The footballing massacre that claimed the lives of 74 young men and injured a thousand more in the Port Said soccer stadium this February is the subject of a new documentary feature to be directed by award-winning Egyptian filmmaker Wael Omar.

Being made under Omar’s Middle West Films production banner, the 80-minute film will spotlight the Ultras, the legendary extremist fans of Cairo’s Al Ahly soccer club who comprised most of the victims. The producer of the film, provisionally titled The Day I Stop Chanting Is The Day I’ll Be Dead is Film Clinic’s Mohamed Hefzy.

The Port Said carnage, which marked a one-year anniversary of a Tahrir Square confrontation, was widely seen as a politically motivated attack. The Ultras have played a central part in the Egyptian revolution protests, helping to organise ambulance passages and locking arms in the face of tear gas canisters. Omar describes the Ultras as the most important
sect of Egyptian politics and perhaps - with the exception of the Muslim
Brotherhood - the single most important player in the court of public opinion
in Egypt.

“This film is my attempt to understand the Arab spring on my own terms,” Omar, told Screen Daily. “Things really started to hit me hard after the football fans became one of the most active parts of the Egyptian freedom movement.”

Since that massacre, there has been no professional football matches played in Egypt. Nonetheless, Al Ahly, Africa’s most successful soccer team, finds itself playing this week in FIFA’s World Club Cup competition in Japan where it has just made it through to the semi-finals despite not playing for the last nine months.

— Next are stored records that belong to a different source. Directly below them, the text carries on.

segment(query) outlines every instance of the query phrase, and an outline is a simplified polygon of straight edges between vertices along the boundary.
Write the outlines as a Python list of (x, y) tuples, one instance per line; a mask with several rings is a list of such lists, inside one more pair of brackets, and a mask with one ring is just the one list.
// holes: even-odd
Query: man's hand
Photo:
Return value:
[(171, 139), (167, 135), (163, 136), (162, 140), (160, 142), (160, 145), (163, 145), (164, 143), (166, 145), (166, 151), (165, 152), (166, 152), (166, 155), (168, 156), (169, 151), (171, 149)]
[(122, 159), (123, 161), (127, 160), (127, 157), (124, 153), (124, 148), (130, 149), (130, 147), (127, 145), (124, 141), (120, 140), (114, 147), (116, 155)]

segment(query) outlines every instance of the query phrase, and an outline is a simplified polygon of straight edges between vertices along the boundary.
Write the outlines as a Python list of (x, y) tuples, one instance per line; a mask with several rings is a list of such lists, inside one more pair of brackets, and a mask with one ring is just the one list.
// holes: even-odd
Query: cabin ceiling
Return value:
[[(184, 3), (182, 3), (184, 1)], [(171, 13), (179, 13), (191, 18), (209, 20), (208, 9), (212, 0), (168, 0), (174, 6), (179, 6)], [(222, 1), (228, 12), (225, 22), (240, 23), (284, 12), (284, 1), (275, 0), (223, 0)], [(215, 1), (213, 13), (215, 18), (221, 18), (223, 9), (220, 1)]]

Omar’s new documentary follows the success for his last documentary, In Search of Oil and Sand, which was awarded a best director prize at the Abu Dhabi Film Festival in October.

In protest of attacks by Egyptian police against demonstrators at Tahrir Square, Omar withdrew In Search of Oil and Sand from the 35th edition of Cairo International Film Festival which has just ended.

Explaining his decision, Omar said: “I refuse to participate in a film festival under the jurisdiction of the Ministry of Culture, while the Egyptian government is attacking demonstrators and dragging people down in Egyptian streets for protesting against the constitutional declaration that grants the president absolute powers, which is considered unprecedented in any democratic country”.